The state of Georgia, which has always seemed a little lax in the regulatory area, continues to go after deceptive auto advertising. From The Atlanta Journal-Constitution:
The Governor’s Office of Consumer Affairs announced fines of $1.66 million apiece against Smart Automotive Group and its owners, Michael Burst and Ben Burst, charging them with violating the Fair Business Practices Act. State officials say the fine may be a record for the agency.
The agency said the company mailed out promotions to consumers on behalf of car dealers even after the state was told Smart Automotive was no longer doing business in the state.

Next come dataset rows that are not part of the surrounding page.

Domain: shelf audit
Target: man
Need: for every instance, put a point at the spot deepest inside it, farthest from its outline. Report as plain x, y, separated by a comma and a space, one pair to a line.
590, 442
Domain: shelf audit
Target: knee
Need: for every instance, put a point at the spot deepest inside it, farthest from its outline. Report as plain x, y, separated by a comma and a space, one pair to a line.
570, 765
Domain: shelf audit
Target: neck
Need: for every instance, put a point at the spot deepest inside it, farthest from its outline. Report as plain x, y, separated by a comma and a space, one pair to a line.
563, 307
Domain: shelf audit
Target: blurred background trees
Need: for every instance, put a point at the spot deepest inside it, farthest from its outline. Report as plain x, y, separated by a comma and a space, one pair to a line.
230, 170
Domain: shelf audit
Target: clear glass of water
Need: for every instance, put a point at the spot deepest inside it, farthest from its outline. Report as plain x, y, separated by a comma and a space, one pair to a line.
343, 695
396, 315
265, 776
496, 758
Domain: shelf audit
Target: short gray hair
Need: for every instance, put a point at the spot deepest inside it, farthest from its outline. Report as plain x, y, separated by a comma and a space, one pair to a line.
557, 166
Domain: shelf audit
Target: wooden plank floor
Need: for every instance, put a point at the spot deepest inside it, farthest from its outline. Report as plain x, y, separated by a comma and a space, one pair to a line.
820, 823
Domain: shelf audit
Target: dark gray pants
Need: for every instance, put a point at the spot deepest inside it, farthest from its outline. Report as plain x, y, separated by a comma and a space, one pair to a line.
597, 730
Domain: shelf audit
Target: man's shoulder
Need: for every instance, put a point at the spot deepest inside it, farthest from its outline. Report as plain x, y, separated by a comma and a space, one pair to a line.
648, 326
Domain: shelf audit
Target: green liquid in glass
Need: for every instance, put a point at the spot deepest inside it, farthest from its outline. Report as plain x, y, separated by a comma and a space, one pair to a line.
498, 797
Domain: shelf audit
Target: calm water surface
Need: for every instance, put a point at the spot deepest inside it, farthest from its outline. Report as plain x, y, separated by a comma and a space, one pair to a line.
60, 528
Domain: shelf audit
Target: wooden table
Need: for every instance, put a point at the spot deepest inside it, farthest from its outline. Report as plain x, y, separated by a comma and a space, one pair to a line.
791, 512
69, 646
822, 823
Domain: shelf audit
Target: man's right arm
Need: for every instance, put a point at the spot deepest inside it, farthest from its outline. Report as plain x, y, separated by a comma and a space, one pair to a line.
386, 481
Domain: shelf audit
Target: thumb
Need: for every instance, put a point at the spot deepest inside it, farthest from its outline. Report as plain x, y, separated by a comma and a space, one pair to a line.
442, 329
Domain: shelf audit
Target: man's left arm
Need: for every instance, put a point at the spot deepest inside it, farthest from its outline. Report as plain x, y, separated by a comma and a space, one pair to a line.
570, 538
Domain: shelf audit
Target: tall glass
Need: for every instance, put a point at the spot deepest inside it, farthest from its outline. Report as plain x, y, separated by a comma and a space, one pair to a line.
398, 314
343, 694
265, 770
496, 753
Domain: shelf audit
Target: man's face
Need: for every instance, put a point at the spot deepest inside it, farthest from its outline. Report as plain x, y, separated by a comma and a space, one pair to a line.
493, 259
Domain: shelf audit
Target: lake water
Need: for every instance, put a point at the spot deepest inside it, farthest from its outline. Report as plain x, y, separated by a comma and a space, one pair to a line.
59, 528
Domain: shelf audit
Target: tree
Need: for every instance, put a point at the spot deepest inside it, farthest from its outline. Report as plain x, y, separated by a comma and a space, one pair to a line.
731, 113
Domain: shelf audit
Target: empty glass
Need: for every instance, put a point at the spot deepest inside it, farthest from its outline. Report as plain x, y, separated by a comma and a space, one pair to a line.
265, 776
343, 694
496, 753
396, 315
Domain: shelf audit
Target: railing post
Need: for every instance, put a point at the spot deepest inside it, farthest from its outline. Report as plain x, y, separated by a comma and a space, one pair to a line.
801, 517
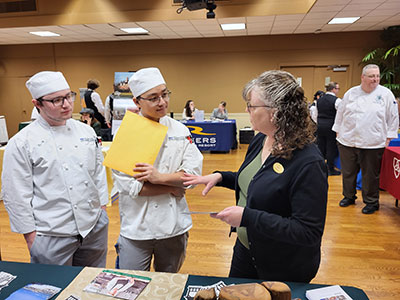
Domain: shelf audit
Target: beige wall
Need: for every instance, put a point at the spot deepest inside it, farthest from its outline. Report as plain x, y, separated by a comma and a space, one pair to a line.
205, 70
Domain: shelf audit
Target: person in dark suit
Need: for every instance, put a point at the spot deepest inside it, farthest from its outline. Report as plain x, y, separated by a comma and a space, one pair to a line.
326, 137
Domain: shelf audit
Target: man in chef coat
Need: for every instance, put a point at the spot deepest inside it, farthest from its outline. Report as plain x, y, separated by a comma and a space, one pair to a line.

Among the allegations, the office said that Smart Automotive:
-Made false claims to consumers, claiming ordinary sales were “Georgia’s only reprocessed vehicle event,” or “liquidation” sales events
-Told consumers they had won cars as prizes when they had not
-Misrepresented the monthly payments consumers would have to make on cars they bought
-Misrepresented the number of cars available for sale
-Claimed consumers with credit problems were pre-approved for loans of up to $30,000 when they had not been pre-approved
-Failed to list the number, odds and retail value of the promotional prizes offered at sales
When your agency name is Smart Automotive Group, well, you oughta be a bit…smarter about things.
This kind of stuff goes on all the time, and it’s not limited to automotive dealers or ad agencies that specialize in automotive. Although this article suggests that the Burst brothers have balls, particularly right after Hurricane Katrina:
Burst and his brother Benny, President of the Smart Automotive Group, made the decision to take all means necessary to get their companies back up and running once they knew that all of their employees and families were safe. “When you factor in all of our staff, customers and their families, over 500 people rely on us for their livelihood,” said Burst. “We understood the magnitude of that responsibility and knew we had to do everything possible to provide a sense of security and stability for people who in many cases lost everything they owned.”
To that end, Burst and his brother spent countless hours negotiating the military checkpoints and impassable terrain inside the city. At several points, the brothers were forced to swim among alligators and water moccasins in drainage canals to reach their inundated offices to obtain vital data and paperwork. The brothers also took other drastic measures including outfitting their IT staff with bulletproof vests so they could safely enter the French Quarter to repair their internet access. “We wanted to be among the first people in New Orleans to have power and internet access restored, and we were,” Burst said.
I guess bulletproof vests come in handy in the auto dealer ad business.